Inform your team using your chosen tool, like Slack. If the incident involves a data or security breach, notify the Cyber Security team who’ll help you manage the incident. Contact them using the (find out the correct Slack channel to use).

3. Prioritise the incident

Prioritise the incident and start tracking actions, updates and communications. Create a new incident report, which can be found in the Form Builder’s incident folder, and use it to track updates and progress. Name the report Incident Report YY-MM-DD <short title>. In the event of a P1 consider notifying Product OWner at this point.
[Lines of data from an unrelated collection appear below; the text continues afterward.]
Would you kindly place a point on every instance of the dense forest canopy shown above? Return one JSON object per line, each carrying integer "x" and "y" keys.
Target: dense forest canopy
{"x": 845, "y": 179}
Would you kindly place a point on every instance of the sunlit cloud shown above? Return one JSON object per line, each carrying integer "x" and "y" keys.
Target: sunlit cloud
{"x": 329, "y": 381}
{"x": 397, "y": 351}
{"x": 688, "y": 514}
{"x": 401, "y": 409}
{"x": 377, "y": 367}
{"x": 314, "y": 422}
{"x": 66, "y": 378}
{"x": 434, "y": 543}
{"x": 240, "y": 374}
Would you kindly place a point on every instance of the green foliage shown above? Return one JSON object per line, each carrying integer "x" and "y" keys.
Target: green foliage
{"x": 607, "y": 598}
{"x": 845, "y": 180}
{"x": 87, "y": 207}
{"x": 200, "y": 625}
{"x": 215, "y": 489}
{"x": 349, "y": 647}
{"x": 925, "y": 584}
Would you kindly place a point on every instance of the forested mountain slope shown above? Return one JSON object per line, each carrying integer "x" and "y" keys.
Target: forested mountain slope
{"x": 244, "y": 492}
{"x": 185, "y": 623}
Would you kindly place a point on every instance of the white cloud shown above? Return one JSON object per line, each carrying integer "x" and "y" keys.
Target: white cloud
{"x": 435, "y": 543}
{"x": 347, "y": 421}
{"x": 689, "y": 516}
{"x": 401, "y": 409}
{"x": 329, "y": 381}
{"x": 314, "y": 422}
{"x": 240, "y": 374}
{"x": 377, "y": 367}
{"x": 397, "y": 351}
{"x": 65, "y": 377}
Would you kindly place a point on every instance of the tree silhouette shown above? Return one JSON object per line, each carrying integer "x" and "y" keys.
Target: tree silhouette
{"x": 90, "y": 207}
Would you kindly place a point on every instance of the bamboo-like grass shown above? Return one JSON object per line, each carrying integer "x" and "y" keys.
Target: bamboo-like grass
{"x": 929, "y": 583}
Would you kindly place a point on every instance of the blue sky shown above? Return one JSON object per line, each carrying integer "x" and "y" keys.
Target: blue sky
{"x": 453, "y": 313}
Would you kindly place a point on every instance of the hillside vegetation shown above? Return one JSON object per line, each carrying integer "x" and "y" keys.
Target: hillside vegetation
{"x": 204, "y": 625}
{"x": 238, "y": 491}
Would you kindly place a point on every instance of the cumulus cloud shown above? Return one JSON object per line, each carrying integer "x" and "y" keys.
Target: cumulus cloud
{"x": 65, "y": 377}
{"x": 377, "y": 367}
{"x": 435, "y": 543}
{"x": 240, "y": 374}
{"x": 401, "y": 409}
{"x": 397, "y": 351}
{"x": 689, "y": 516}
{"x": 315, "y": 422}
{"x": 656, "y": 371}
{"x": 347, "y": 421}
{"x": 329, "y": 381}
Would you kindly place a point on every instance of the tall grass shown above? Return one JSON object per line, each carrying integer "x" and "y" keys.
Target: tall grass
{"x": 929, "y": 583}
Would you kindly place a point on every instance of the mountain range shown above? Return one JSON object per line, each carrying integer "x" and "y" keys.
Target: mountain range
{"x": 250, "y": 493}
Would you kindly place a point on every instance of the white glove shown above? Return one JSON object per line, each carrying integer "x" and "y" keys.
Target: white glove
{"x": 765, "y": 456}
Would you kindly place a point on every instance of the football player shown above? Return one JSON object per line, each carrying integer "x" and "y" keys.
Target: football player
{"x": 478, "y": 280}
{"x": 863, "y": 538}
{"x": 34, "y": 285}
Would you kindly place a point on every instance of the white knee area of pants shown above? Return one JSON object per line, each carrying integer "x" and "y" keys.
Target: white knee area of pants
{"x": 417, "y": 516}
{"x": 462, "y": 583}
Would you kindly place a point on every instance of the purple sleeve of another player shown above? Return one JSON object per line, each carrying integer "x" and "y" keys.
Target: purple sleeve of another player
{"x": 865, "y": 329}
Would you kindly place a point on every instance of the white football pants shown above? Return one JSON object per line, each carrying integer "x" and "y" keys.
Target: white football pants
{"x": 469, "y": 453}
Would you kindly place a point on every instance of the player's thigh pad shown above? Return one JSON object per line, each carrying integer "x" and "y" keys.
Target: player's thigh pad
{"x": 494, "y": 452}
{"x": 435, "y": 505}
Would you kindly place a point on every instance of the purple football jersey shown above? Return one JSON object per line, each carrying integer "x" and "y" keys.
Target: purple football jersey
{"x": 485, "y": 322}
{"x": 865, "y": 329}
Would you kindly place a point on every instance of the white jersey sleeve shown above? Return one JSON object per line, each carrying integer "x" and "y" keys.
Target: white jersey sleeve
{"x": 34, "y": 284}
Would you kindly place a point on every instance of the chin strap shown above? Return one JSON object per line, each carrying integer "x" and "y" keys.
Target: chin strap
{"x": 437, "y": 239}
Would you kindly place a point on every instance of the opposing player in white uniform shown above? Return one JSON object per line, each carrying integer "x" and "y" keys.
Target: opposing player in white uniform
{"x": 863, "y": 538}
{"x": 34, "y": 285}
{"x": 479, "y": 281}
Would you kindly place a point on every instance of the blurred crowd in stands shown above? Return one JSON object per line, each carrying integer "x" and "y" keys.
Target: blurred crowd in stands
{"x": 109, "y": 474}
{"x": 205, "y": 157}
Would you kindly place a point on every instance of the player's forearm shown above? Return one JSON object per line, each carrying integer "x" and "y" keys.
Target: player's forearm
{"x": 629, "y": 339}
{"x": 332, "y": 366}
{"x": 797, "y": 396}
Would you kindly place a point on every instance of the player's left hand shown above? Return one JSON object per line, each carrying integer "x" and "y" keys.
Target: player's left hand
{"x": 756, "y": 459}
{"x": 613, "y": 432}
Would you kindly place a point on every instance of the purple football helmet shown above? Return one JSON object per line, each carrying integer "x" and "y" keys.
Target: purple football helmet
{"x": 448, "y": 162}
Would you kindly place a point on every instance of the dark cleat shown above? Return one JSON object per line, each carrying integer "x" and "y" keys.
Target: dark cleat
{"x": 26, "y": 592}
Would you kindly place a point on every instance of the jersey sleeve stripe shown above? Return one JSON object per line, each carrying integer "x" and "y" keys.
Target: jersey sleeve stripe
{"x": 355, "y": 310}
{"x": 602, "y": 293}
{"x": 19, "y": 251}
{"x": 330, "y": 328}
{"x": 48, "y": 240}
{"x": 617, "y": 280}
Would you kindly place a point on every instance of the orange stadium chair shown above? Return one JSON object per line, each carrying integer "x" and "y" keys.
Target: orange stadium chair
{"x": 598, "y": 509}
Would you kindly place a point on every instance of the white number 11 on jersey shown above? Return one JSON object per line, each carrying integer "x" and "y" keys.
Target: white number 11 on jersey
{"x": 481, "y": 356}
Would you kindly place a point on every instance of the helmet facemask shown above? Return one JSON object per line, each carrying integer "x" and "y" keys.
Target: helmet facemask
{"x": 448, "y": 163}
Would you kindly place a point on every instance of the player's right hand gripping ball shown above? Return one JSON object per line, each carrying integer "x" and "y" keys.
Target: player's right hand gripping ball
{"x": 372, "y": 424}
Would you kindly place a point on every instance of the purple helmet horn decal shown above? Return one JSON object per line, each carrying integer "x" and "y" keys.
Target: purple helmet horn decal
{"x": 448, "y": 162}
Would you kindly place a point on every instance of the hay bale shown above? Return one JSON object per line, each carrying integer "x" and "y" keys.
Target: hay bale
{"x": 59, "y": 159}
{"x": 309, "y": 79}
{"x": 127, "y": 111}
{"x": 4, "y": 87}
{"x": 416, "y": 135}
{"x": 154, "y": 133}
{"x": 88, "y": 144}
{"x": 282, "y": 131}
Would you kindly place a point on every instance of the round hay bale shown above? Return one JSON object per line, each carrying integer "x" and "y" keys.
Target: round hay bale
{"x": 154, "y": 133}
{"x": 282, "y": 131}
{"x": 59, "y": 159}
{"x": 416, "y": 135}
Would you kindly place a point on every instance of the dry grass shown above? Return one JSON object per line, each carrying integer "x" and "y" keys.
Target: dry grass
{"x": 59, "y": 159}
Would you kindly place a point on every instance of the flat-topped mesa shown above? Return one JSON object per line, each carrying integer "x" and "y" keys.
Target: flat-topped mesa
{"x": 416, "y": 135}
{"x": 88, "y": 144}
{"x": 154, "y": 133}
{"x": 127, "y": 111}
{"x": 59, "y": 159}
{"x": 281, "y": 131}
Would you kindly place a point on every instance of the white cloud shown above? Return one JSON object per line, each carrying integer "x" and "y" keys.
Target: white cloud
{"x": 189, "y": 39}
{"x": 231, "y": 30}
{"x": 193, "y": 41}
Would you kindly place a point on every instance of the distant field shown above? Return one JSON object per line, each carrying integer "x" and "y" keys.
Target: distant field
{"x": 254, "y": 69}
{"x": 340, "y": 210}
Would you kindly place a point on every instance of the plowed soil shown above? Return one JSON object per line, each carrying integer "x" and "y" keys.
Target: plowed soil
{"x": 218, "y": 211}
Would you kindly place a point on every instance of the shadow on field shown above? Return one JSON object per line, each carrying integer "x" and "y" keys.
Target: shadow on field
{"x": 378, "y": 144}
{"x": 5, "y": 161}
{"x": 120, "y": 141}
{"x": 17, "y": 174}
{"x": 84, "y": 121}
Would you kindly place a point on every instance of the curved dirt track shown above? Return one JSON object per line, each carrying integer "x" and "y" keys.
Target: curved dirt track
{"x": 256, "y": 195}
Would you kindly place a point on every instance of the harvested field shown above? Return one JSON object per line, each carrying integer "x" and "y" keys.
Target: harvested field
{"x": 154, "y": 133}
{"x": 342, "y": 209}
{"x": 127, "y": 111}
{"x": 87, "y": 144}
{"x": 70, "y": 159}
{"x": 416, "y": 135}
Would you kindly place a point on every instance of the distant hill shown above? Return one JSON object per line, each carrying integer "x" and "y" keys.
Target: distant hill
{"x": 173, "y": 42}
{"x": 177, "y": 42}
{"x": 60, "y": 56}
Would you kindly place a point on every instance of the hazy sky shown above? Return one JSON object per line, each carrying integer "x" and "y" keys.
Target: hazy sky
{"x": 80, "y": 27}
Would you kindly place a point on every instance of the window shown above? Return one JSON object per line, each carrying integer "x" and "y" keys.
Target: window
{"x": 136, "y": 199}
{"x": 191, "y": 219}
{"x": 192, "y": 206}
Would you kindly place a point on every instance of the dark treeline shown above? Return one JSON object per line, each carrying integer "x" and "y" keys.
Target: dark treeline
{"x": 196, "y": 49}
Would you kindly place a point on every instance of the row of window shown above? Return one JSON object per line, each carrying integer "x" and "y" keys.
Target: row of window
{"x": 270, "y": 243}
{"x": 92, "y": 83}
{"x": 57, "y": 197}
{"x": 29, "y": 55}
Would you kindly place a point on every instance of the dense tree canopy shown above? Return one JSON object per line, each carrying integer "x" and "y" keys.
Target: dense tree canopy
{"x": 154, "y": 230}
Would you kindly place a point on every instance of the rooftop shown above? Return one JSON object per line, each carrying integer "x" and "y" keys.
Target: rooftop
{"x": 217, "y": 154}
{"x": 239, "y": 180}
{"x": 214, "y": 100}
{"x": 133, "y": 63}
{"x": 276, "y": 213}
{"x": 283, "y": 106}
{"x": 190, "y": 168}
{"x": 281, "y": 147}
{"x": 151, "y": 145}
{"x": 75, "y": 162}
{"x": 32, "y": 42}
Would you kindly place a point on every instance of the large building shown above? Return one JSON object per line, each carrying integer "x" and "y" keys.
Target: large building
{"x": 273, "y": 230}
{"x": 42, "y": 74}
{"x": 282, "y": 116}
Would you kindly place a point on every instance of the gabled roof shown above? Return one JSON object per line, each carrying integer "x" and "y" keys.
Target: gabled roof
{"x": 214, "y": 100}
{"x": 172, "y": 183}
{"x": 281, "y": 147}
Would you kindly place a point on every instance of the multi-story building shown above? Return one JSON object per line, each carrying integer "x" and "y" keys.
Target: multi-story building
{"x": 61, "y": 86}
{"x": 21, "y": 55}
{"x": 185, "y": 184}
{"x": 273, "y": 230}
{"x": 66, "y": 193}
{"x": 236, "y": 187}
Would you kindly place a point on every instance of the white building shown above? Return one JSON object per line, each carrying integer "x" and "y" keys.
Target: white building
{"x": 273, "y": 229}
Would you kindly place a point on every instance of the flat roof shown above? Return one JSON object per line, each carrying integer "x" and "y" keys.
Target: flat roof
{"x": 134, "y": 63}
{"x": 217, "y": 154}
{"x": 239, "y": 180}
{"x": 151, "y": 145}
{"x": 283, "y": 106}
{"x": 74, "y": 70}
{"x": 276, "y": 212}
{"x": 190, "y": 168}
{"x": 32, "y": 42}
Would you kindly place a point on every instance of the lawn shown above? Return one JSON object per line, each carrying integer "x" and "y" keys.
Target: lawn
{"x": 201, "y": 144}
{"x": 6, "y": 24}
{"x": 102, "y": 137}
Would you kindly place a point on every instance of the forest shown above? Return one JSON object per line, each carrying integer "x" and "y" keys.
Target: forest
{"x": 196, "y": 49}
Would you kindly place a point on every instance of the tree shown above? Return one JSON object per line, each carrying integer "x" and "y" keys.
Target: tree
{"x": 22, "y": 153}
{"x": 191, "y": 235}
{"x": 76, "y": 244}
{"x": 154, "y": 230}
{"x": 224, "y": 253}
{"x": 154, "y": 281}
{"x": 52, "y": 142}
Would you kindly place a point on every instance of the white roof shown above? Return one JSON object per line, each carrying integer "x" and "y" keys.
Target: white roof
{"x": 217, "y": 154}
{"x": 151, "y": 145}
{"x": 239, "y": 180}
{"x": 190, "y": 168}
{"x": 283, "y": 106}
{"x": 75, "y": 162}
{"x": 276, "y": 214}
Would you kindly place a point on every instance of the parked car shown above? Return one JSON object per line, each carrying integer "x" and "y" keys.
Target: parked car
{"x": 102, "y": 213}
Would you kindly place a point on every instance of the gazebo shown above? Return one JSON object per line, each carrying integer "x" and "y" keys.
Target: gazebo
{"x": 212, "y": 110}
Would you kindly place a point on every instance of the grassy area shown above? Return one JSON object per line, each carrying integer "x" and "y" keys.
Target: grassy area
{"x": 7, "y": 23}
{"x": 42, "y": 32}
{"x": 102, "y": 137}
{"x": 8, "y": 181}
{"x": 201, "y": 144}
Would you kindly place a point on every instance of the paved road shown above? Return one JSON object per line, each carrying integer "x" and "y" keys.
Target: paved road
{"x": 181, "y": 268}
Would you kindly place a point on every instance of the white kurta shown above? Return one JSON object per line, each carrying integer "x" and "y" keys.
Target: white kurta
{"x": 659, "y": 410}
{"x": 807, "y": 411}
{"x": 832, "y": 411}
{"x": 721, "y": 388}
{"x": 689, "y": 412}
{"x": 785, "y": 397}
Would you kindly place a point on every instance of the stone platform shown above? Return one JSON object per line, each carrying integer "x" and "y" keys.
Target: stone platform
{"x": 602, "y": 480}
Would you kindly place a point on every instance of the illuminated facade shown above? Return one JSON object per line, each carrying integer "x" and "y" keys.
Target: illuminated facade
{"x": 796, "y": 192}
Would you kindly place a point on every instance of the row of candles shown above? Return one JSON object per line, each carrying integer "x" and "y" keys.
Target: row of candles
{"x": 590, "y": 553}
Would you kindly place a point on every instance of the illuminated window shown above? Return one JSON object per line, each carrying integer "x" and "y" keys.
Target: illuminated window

4. Form an Incident Response team

Form a team with both an incident lead and a communications lead. The communications lead will make sure relevant parties are updated according to the incident priority table.

5. Investigate

Make sure you keep your incident report up to date. If the incident involves a data breach follow your team’s GDPR documentation. If the incident is a data or security breach you should follow steps 6, 7 and 8. If the incident is not cyber security-related, skip to step 9. Remember to update regularly via your chosen communication channels.

6. Contain

You should determine the right containment procedures. In some cases, you may require a forensic clone. Things to consider:

  • Minimise impact to users
  • Maintain availability if possible
  • Take offline if required. If you do this then go to step 7
  • If the incident is nefarious then consider forensic requirements where possible
  • Document all commands used during the investigation and keep the documentation up to date - include how the evidence has been preserved
  • Store any forensic images taken during the investigation in a secure location, to prevent accidental damage or ### tampering

7. Eradicate

Eradication may be necessary to remove components of the incident that remain on your systems, such as traces of malware. To help with eradication you should:

  • identify all affected hosts
  • remove all malware and other artifacts left behind by the attackers
  • reimage and patch the affected system
  • check backups, code, images and the affected systems are protected against further attacks

8. Recover

Recovery is necessary to reduce the impact on user confidence and to reduce the likelihood of further successful attacks.

You should:

  • confirm the affected systems are patched and hardened against the recent attack, and possible future attacks
  • decide what day and time to restore the affected systems back into production (if they were taken offline)
  • check the systems you’re restoring to production are not compromised in the same way as the original incident
  • consider how long to monitor the restored systems for, and what to look out for

9. Communicate to a wider audience

If the incident is serious (P1 or P2) you’ll need to contact a wider MoJ audience and potentially your service users.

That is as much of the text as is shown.